IAEA: Iran prevents monitoring of its nuclear program | Abroad
Iran partially prevents oversight of its nuclear program. The International Atomic Energy Agency announced this on Sunday. A spokesman for the Atomic Energy Agency said the country is preventing IAEA inspectors from accessing the workshop for manufacturing parts of centrifuges used in uranium enrichment.
Rafael Grossi, head of the International Atomic Energy Agency, reached an agreement with Iran on September 12 that allows the agency to resume maintenance of its monitoring equipment and replace its storage media, allowing the agency to monitor Iran’s disputed nuclear program without interruption.
The International Atomic Energy Agency said that the agreement was implemented everywhere except for the centrifuge workshop in Karaj, west of Tehran. There was also an incident at the Karaj site in June that damaged the cameras of the International Atomic Energy Agency. Then the Iranian media described it as a failed act of sabotage.
The expansion of Iran’s enrichment facilities with increasingly powerful centrifuges is a source of concern for the International Atomic Energy Agency and the international community. Enriched uranium is used in nuclear reactors, but it can also be used in nuclear weapons. The latter is the great fear of the international community. Uranium processed in Iran is of such a high purity that it can be processed relatively quickly into a material suitable for weapons.

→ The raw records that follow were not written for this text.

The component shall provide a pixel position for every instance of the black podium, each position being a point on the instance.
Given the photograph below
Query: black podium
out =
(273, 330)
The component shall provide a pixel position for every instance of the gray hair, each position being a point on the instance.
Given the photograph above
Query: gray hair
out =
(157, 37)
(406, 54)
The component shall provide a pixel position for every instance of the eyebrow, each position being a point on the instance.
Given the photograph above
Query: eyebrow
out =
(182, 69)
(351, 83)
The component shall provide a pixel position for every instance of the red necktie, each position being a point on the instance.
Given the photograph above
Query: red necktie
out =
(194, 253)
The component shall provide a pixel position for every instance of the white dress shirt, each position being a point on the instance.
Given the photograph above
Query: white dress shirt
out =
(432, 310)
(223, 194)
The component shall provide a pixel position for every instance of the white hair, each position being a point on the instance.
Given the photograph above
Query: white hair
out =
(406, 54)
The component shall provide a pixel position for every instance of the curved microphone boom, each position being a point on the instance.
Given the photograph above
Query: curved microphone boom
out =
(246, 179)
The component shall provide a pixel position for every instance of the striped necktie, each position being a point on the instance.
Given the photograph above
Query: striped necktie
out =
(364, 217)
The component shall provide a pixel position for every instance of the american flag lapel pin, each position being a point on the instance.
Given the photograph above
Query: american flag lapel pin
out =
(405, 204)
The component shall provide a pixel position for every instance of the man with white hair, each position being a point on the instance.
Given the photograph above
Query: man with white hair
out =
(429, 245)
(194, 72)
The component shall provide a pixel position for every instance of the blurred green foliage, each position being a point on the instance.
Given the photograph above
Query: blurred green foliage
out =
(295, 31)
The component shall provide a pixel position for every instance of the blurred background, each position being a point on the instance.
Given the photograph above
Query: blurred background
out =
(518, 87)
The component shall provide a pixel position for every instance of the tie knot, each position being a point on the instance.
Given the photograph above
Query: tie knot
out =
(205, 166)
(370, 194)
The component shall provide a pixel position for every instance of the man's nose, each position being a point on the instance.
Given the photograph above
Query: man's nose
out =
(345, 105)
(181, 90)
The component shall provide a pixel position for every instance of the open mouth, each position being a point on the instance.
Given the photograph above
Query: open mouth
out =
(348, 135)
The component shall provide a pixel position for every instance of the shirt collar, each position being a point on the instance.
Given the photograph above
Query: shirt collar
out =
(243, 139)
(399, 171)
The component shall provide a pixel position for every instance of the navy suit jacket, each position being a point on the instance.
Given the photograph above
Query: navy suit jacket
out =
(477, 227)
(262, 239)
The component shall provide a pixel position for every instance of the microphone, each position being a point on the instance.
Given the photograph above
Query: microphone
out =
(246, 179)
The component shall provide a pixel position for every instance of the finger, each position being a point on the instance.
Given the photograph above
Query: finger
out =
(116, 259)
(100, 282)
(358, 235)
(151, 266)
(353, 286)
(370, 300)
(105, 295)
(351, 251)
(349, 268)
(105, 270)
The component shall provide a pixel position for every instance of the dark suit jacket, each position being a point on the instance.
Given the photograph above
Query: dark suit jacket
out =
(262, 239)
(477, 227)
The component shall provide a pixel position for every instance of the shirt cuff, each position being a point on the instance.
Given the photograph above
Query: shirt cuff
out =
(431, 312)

At the beginning of September, the International Atomic Energy Agency had already stated that Iran was increasingly enriching uranium and increasing its stockpile. This is contrary to what was stated in the 2015 nuclear agreement. Then the Iranians promised to limit their nuclear activities in return for the lifting of economic sanctions.
Tehran sticks No longer in the nuclear deal since 2019After the United States unilaterally withdrew a year ago and then reimposed sanctions on Iran. It was then-President Trump who withdrew from the nuclear deal, which has since been ignored. The deal was intended to make it more difficult for Tehran to develop nuclear weapons.
Negotiations to revive the Iran nuclear deal began in April in Vienna, but were then suspended after Iran changed the government in June.